Follow the Red Brick Roads

These bricks were probably laid in the late 1910s or early 1920s.

Mac-Groveland and Desnoyer Park

NOTE: While I did this ride on August 4, 2011, I didn’t complete the post until March 28, 2012.  Sorry for the delay.

7 miles

South bound on Mt. Curve Boulevard in Macalester-Groveland and the black top roadway suddenly gave way to red brick, a teeth-jarring reminder of how much better today’s road materials are for bikes and their riders.  Still, the bricks of yesteryear certainly look good.

That may explain why neighbors along Goodrich Avenue between Cleveland and Mississippi River Boulevard requested the city, as the coup de grace of the 2009 street reconstruction, resurface the street with new bricks rather than black top.

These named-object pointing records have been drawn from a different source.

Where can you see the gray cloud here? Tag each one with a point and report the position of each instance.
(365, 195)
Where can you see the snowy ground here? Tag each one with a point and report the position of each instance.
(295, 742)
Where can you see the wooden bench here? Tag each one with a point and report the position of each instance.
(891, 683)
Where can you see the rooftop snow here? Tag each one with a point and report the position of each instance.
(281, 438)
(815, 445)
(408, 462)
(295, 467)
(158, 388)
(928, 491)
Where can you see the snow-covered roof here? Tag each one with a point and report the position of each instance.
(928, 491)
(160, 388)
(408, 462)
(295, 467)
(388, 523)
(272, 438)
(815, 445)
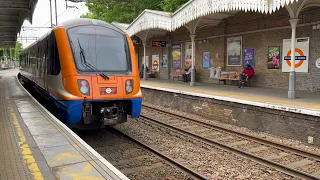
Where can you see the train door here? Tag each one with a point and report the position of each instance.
(45, 67)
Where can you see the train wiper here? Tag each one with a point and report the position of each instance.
(88, 65)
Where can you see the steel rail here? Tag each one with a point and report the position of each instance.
(260, 160)
(189, 171)
(246, 136)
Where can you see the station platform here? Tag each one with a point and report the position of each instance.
(307, 103)
(36, 145)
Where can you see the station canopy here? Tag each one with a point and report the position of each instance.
(12, 15)
(200, 11)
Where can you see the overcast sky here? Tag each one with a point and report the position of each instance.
(41, 18)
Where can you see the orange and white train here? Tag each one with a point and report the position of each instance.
(89, 69)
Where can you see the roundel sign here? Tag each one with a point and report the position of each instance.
(301, 55)
(301, 58)
(155, 65)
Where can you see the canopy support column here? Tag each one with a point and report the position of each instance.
(193, 71)
(144, 61)
(292, 77)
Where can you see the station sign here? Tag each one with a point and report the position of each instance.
(318, 63)
(301, 55)
(159, 43)
(155, 63)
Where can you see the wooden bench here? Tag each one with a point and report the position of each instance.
(151, 74)
(224, 78)
(177, 74)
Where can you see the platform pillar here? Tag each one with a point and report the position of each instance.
(144, 62)
(193, 71)
(292, 76)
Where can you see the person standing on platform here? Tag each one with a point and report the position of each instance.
(247, 73)
(187, 74)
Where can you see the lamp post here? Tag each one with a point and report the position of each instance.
(51, 14)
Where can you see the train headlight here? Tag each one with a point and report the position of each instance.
(129, 86)
(84, 87)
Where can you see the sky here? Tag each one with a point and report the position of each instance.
(41, 18)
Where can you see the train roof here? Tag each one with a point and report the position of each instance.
(78, 22)
(85, 21)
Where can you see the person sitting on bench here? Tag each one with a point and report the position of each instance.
(247, 73)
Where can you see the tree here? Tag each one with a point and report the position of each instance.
(17, 49)
(173, 5)
(125, 11)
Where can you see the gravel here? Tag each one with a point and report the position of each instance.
(289, 159)
(130, 158)
(209, 161)
(266, 136)
(311, 168)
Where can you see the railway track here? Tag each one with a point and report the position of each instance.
(294, 162)
(136, 159)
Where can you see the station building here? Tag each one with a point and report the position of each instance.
(231, 35)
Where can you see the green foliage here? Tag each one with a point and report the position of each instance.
(125, 11)
(173, 5)
(15, 52)
(17, 49)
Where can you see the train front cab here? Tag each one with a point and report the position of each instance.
(88, 94)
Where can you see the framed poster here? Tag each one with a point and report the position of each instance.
(155, 63)
(147, 61)
(176, 56)
(301, 55)
(206, 56)
(248, 57)
(165, 61)
(274, 55)
(234, 51)
(188, 54)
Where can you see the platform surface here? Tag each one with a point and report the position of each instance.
(35, 145)
(307, 103)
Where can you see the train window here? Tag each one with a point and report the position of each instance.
(104, 48)
(53, 63)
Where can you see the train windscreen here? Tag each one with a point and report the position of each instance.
(97, 48)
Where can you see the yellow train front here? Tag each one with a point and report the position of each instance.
(89, 69)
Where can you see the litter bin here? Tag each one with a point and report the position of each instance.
(212, 72)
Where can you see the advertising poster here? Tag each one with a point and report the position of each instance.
(188, 54)
(147, 61)
(301, 54)
(248, 57)
(206, 56)
(274, 57)
(176, 57)
(234, 46)
(155, 63)
(165, 61)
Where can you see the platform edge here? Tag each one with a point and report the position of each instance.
(83, 143)
(246, 102)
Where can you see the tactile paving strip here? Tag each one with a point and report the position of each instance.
(12, 165)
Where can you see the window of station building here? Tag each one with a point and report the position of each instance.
(53, 62)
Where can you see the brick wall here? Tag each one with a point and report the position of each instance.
(244, 23)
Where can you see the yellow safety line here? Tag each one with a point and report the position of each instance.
(26, 152)
(263, 99)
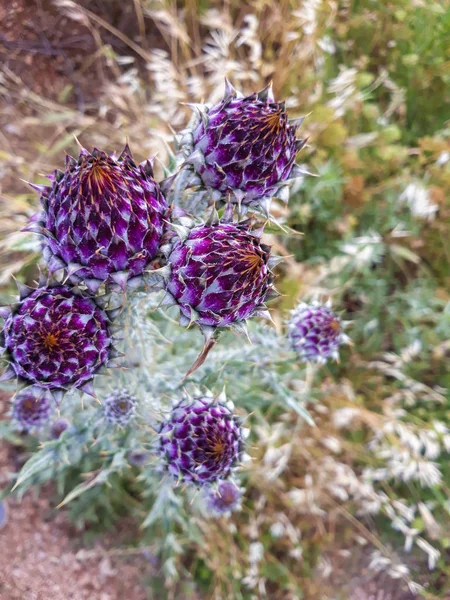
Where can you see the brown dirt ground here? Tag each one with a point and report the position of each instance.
(42, 557)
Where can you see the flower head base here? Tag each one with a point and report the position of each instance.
(119, 407)
(138, 458)
(244, 147)
(102, 219)
(202, 441)
(58, 428)
(315, 332)
(32, 409)
(223, 499)
(57, 338)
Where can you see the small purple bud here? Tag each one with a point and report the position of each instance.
(119, 407)
(224, 498)
(315, 332)
(32, 408)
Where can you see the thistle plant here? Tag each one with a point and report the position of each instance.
(159, 260)
(102, 219)
(243, 148)
(32, 409)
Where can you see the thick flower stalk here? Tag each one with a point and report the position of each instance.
(58, 428)
(243, 148)
(32, 408)
(202, 441)
(57, 338)
(119, 407)
(316, 332)
(224, 498)
(102, 219)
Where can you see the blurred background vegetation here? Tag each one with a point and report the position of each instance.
(373, 78)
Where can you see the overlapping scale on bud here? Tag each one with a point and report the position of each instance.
(32, 408)
(119, 407)
(316, 332)
(102, 219)
(58, 428)
(220, 272)
(56, 337)
(224, 498)
(244, 147)
(202, 441)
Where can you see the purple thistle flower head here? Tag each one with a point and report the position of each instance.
(220, 273)
(316, 332)
(244, 147)
(119, 407)
(58, 428)
(57, 338)
(102, 219)
(32, 408)
(223, 499)
(202, 441)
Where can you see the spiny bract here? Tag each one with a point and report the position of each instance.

    In 2009 these new brick pavers we put down on a two block stretch of Goodrich Avenue.

In 2009 these new brick pavers were put down on a two block stretch of Goodrich Avenue.

The project’s total cost was nearly $487,300, about $258,000 more expensive than asphalt by according to the Villager newspaper.  The City assessed Goodrich Avenue residents 25% of the resurfacing project.  The problem is that the other 75% of the cost, almost $383,500, was born by taxpayers in the rest of Saint Paul, which raised hackles all across the city.

Granite Memorial to Saint Paul and Ramsey County World War I dead. Built in 1922 by Daughters of the American Revolution. Beaux Arts style Magnus Jemne, architect.

It wasn’t long before the thoughts of the controversial brick roadway evaporated as I rode into a park on Summit Avenue and River Road. There, a monument to Saint Paul and Ramsey County soldiers who perished in World War I grabbed my attention.

A close up of the plaque on the World War I Memorial

The Mississippi River and Minneapolis as seen from the park at Summit and Mississippi River Parkway.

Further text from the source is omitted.